ZAGREB, April 1 (Hina) – Prime Minister Andrej Plenkovic on Wednesday unveiled additional measures to save jobs and help the economy, which will be on the government’s agenda on Thursday, including increasing the net minimum wage to HRK 4,000 (€725) and partly or fully exempting some businesses from taxes for April, May, and July.
The measures are aimed at further alleviating the impact of the crisis caused by the coronavirus pandemic, the worst global, European, and Croatian crisis in the last few years, Plenkovic said at a press conference after a session of the inner cabinet, which discussed the new set of measures designed to prop up the economy.
“We have no doubt whatsoever that this is the most severe crisis since the (1991-1995) Homeland War, and I believe that we will, after a while, remember March 2020 as the most difficult month we have lived through in this millennium,” the prime minister noted.
He repeated that “we are at war with the coronavirus, with panic and with the socio-economic impact of the pandemic on jobs, companies and the economy as a whole.” He said the situation was grave, adding that the biggest problem was uncertainty because no one could estimate how long the situation would last.
“Following the developments, and starting from the assumption that we cannot with any certainty foresee how long the crisis will last, we will present another package of measures,” Plenkovic announced, adding that the government would firmly support Croatian workers and the economy.
Plenkovic announced that the government would propose increasing the amount of the net minimum wage per employee from HRK 3,250 to 4,000 in March, April, and May as part of the existing minimum wage payment scheme used by 65,000 companies for 400,000 workers.
Also, the state will cover contributions, which amounts to around HRK 1,460 for a net wage of HRK 4,000. In total, the state will pay HRK 5,460 per employee. In April, May, and March, the state will fund the measure with HRK 8.5 billion, Plenkovic stated, noting that employers are only eligible to apply if they keep their employees.
The second measure is aimed at companies that either cannot do business, or it is very difficult for them to do business. They will be partially or completely exempt from their tax liabilities for April, May, and July, namely from paying profit tax, income tax and contributions.
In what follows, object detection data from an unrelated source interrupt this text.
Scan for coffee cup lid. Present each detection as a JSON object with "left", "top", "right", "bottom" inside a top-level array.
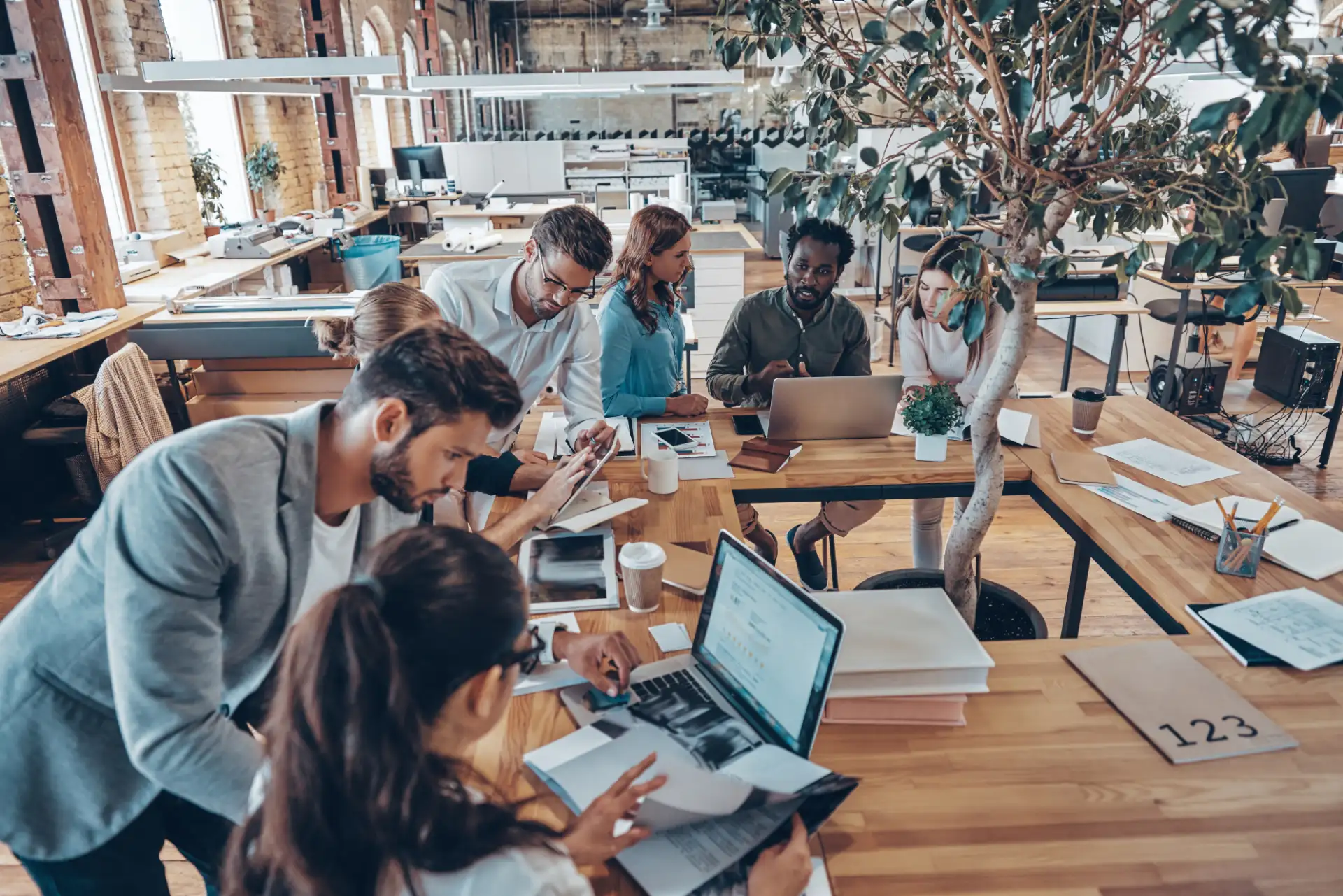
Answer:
[{"left": 620, "top": 541, "right": 667, "bottom": 569}]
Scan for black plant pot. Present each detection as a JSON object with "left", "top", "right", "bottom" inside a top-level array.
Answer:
[{"left": 857, "top": 569, "right": 1049, "bottom": 641}]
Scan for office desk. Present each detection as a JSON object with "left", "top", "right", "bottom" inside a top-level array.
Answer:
[
  {"left": 467, "top": 467, "right": 1343, "bottom": 896},
  {"left": 1004, "top": 395, "right": 1343, "bottom": 637},
  {"left": 1137, "top": 267, "right": 1343, "bottom": 467},
  {"left": 0, "top": 304, "right": 161, "bottom": 383}
]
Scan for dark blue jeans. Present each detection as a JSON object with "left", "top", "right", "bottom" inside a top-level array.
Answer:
[{"left": 17, "top": 794, "right": 234, "bottom": 896}]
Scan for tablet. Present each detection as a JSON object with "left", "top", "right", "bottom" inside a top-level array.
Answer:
[{"left": 550, "top": 434, "right": 620, "bottom": 520}]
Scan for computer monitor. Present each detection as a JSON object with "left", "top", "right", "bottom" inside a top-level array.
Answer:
[
  {"left": 1269, "top": 168, "right": 1334, "bottom": 229},
  {"left": 392, "top": 143, "right": 447, "bottom": 180}
]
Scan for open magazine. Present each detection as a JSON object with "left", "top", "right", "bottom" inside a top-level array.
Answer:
[{"left": 524, "top": 709, "right": 858, "bottom": 896}]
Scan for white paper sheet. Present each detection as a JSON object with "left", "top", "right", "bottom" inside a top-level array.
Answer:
[
  {"left": 677, "top": 451, "right": 737, "bottom": 481},
  {"left": 1077, "top": 473, "right": 1188, "bottom": 522},
  {"left": 1096, "top": 438, "right": 1235, "bottom": 488},
  {"left": 1203, "top": 588, "right": 1343, "bottom": 671},
  {"left": 648, "top": 622, "right": 693, "bottom": 653}
]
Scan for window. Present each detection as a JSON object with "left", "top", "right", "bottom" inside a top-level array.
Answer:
[
  {"left": 360, "top": 19, "right": 392, "bottom": 168},
  {"left": 158, "top": 0, "right": 254, "bottom": 223},
  {"left": 60, "top": 0, "right": 133, "bottom": 238},
  {"left": 402, "top": 32, "right": 425, "bottom": 146}
]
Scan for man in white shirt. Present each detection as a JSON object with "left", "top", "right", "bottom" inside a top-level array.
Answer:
[{"left": 425, "top": 206, "right": 615, "bottom": 454}]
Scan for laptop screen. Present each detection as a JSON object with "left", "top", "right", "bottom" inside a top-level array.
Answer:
[{"left": 695, "top": 533, "right": 844, "bottom": 756}]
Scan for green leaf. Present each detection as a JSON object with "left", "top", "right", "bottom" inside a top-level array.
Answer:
[
  {"left": 1011, "top": 0, "right": 1039, "bottom": 38},
  {"left": 900, "top": 31, "right": 928, "bottom": 52},
  {"left": 918, "top": 129, "right": 951, "bottom": 149},
  {"left": 962, "top": 298, "right": 988, "bottom": 346},
  {"left": 975, "top": 0, "right": 1011, "bottom": 24},
  {"left": 1188, "top": 99, "right": 1238, "bottom": 134},
  {"left": 1007, "top": 76, "right": 1035, "bottom": 121}
]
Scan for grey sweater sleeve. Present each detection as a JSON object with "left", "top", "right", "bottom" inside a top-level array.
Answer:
[{"left": 104, "top": 453, "right": 262, "bottom": 822}]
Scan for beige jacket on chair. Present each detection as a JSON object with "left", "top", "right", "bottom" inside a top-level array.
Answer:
[{"left": 76, "top": 343, "right": 172, "bottom": 490}]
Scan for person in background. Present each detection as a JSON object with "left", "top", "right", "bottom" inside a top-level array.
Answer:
[
  {"left": 895, "top": 235, "right": 1003, "bottom": 569},
  {"left": 597, "top": 206, "right": 709, "bottom": 418},
  {"left": 225, "top": 527, "right": 811, "bottom": 896},
  {"left": 706, "top": 218, "right": 883, "bottom": 590},
  {"left": 0, "top": 321, "right": 632, "bottom": 896},
  {"left": 313, "top": 282, "right": 592, "bottom": 550},
  {"left": 425, "top": 206, "right": 615, "bottom": 451}
]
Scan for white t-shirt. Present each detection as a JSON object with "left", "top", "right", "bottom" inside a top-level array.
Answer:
[{"left": 294, "top": 506, "right": 359, "bottom": 619}]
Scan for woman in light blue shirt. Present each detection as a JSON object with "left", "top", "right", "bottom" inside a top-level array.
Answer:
[{"left": 597, "top": 206, "right": 709, "bottom": 418}]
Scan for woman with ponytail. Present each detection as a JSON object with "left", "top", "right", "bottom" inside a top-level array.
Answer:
[{"left": 225, "top": 527, "right": 810, "bottom": 896}]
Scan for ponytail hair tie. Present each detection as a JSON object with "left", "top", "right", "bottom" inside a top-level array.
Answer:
[{"left": 349, "top": 572, "right": 387, "bottom": 610}]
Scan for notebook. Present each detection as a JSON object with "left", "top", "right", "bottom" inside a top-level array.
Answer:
[
  {"left": 1184, "top": 603, "right": 1286, "bottom": 667},
  {"left": 813, "top": 588, "right": 994, "bottom": 699},
  {"left": 1171, "top": 495, "right": 1301, "bottom": 541},
  {"left": 1049, "top": 451, "right": 1117, "bottom": 485},
  {"left": 728, "top": 435, "right": 802, "bottom": 473}
]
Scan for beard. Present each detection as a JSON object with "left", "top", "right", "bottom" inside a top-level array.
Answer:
[
  {"left": 368, "top": 439, "right": 447, "bottom": 513},
  {"left": 787, "top": 283, "right": 831, "bottom": 312}
]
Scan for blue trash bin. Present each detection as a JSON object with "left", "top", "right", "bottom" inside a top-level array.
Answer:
[{"left": 341, "top": 234, "right": 402, "bottom": 290}]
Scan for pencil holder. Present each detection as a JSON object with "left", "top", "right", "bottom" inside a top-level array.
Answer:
[{"left": 1217, "top": 524, "right": 1267, "bottom": 579}]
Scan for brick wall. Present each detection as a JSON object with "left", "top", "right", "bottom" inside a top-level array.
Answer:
[
  {"left": 0, "top": 170, "right": 36, "bottom": 321},
  {"left": 90, "top": 0, "right": 204, "bottom": 239}
]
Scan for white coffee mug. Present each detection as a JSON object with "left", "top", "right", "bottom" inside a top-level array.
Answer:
[{"left": 639, "top": 448, "right": 681, "bottom": 495}]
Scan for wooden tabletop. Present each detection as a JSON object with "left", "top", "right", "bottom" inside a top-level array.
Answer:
[
  {"left": 1007, "top": 395, "right": 1343, "bottom": 623},
  {"left": 0, "top": 304, "right": 162, "bottom": 383}
]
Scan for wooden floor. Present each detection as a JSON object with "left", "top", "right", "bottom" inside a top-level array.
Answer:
[{"left": 0, "top": 247, "right": 1343, "bottom": 896}]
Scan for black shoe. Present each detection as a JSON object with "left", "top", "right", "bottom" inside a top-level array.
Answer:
[{"left": 787, "top": 525, "right": 830, "bottom": 591}]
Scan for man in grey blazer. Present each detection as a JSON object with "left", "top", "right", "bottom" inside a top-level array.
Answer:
[{"left": 0, "top": 324, "right": 638, "bottom": 896}]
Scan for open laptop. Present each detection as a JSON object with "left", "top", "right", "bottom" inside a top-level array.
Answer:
[
  {"left": 560, "top": 532, "right": 844, "bottom": 769},
  {"left": 759, "top": 376, "right": 905, "bottom": 442}
]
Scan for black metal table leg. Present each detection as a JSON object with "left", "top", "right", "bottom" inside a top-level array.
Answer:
[
  {"left": 1105, "top": 314, "right": 1128, "bottom": 395},
  {"left": 1058, "top": 543, "right": 1090, "bottom": 638},
  {"left": 1058, "top": 321, "right": 1077, "bottom": 392}
]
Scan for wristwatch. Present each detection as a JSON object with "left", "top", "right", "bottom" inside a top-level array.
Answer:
[{"left": 532, "top": 620, "right": 569, "bottom": 665}]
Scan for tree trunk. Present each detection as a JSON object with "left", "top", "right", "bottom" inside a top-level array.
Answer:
[{"left": 943, "top": 196, "right": 1076, "bottom": 629}]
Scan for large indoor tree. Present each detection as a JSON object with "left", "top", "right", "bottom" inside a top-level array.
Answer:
[{"left": 714, "top": 0, "right": 1343, "bottom": 625}]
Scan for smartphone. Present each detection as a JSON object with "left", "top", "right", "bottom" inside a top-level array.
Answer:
[
  {"left": 732, "top": 414, "right": 764, "bottom": 435},
  {"left": 653, "top": 426, "right": 695, "bottom": 451}
]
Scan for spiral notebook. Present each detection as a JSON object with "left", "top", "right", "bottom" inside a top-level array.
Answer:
[{"left": 1171, "top": 495, "right": 1301, "bottom": 541}]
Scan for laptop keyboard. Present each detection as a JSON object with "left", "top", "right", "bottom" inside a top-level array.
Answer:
[{"left": 630, "top": 669, "right": 713, "bottom": 702}]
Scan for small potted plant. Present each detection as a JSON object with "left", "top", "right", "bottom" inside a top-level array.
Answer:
[
  {"left": 191, "top": 149, "right": 227, "bottom": 236},
  {"left": 900, "top": 383, "right": 962, "bottom": 461},
  {"left": 243, "top": 140, "right": 285, "bottom": 220}
]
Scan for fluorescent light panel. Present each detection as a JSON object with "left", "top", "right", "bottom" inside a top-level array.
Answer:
[{"left": 140, "top": 57, "right": 402, "bottom": 82}]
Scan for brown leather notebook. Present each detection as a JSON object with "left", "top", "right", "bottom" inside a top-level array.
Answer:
[{"left": 728, "top": 435, "right": 802, "bottom": 473}]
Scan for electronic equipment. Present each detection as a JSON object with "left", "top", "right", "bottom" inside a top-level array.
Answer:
[
  {"left": 1267, "top": 168, "right": 1336, "bottom": 229},
  {"left": 392, "top": 143, "right": 447, "bottom": 180},
  {"left": 1147, "top": 352, "right": 1229, "bottom": 416},
  {"left": 117, "top": 258, "right": 161, "bottom": 283},
  {"left": 760, "top": 373, "right": 905, "bottom": 442},
  {"left": 1035, "top": 271, "right": 1118, "bottom": 302},
  {"left": 1254, "top": 325, "right": 1339, "bottom": 407},
  {"left": 206, "top": 219, "right": 289, "bottom": 258}
]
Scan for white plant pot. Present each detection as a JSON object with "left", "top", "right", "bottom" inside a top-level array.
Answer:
[{"left": 915, "top": 434, "right": 947, "bottom": 461}]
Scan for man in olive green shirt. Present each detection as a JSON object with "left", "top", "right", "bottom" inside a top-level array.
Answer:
[{"left": 706, "top": 218, "right": 883, "bottom": 590}]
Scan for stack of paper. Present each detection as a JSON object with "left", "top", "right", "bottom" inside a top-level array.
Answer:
[{"left": 815, "top": 588, "right": 994, "bottom": 725}]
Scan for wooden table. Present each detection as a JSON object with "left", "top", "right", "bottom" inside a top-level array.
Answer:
[
  {"left": 0, "top": 304, "right": 161, "bottom": 383},
  {"left": 125, "top": 208, "right": 388, "bottom": 304},
  {"left": 481, "top": 467, "right": 1343, "bottom": 896},
  {"left": 1004, "top": 395, "right": 1343, "bottom": 637}
]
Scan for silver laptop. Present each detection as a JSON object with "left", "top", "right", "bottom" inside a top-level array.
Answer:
[
  {"left": 759, "top": 376, "right": 905, "bottom": 442},
  {"left": 560, "top": 532, "right": 844, "bottom": 769}
]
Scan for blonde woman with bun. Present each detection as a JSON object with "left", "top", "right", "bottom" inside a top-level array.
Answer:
[{"left": 313, "top": 282, "right": 592, "bottom": 550}]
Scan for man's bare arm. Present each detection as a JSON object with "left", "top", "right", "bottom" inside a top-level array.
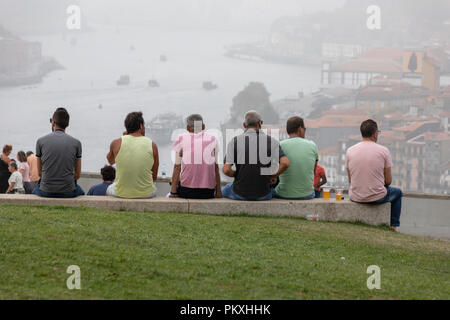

The companies that have seen their revenues fall by 20% to 50% will be entitled to a deferral and payment in installments for 24 months without interest. The companies whose revenue has decreased by less than 20% are stable enough to weather the crisis, the prime minister said.
“However, the companies that generate a turnover of less than HRK 7.5 million, which is 93% of all companies in Croatia, and whose revenue has decreased by more than 50%, will be completely exempt from their tax liabilities, profit tax, income tax and contributions,” Plenkovic said.
The companies that generate more than HRK 7.5 million, the 7% of big companies, will be exempt from their tax liabilities in proportion to the decrease in their revenue in April, May, and July. If their revenue has decreased by 20% to 50%, they are entitled to a deferral and interest-free payment in installments, those whose revenue has decreased by 50% to 100% will pay proportionately, and if their revenue has decreased by 75%, they will only pay 25% of their tax liabilities.
The third measure applies to VAT payments. Plenkovic said that it would be possible to defer such payments until the billing of invoices issued, as is now the case with small businesses.
The deadline for the submission of financial statements for 2019 is extended until 30 June this year and businesses are exempt from paying the Financial Agency a fee for the publication of financial statements.
The prime minister said that the government would be as frugal as possible and would execute only the necessary expenditures.
In the agriculture sector, public procurement procedures will benefit domestic producers, the plan being that at least 60 percent of agricultural and food products are made in Croatia. Emergency aid will also be extended to small dairies through purchases of all of their surpluses.
Relevant laws will be amended to help the tourism sector.
Plenkovic announced talks with the social partners, notably the trade unions, to see how to make further savings given the current situation. He said that there was enough money for March wages and pensions, which will be paid in April.
“We will discuss wages and pensions for April, which are paid in May, and how to respond to these challenges,” the PM said.
He said that sources of financing were being sought in coordination with the central bank, adding that he was confident that they would be found despite all the obstacles. “We must find the necessary funding to ensure the functioning of the state and all its segments.”
The government adopted the first set of measures to help the economy hit by the fallout of the coronavirus epidemic at its session on 17 March. The package, worth HRK 30 billion (€4bn), included 63 measures aimed at those that were already feeling or were yet to feel the consequences of the crisis.
The measures included the deferral of income and profit taxes and wage contributions for three months, with the possibility of the time limit being extended for another three months, and 100 percent coverage of the cost of the net minimum wage for the next three months, also with the possibility of extension.
Finance Minister Zdravko Maric said on Tuesday that 52,000 applications for tax deferral had been submitted, while the Ministry of Labour and Pension System told Hina that 65,291 employers had applied for the payment of the minimum wage, covering about 400,000 workers.
Employer associations have described the first set of government measures as insufficient, calling for a write-off, rather than deferral of taxes and contributions, and for exemption from various fees and parafiscal levies.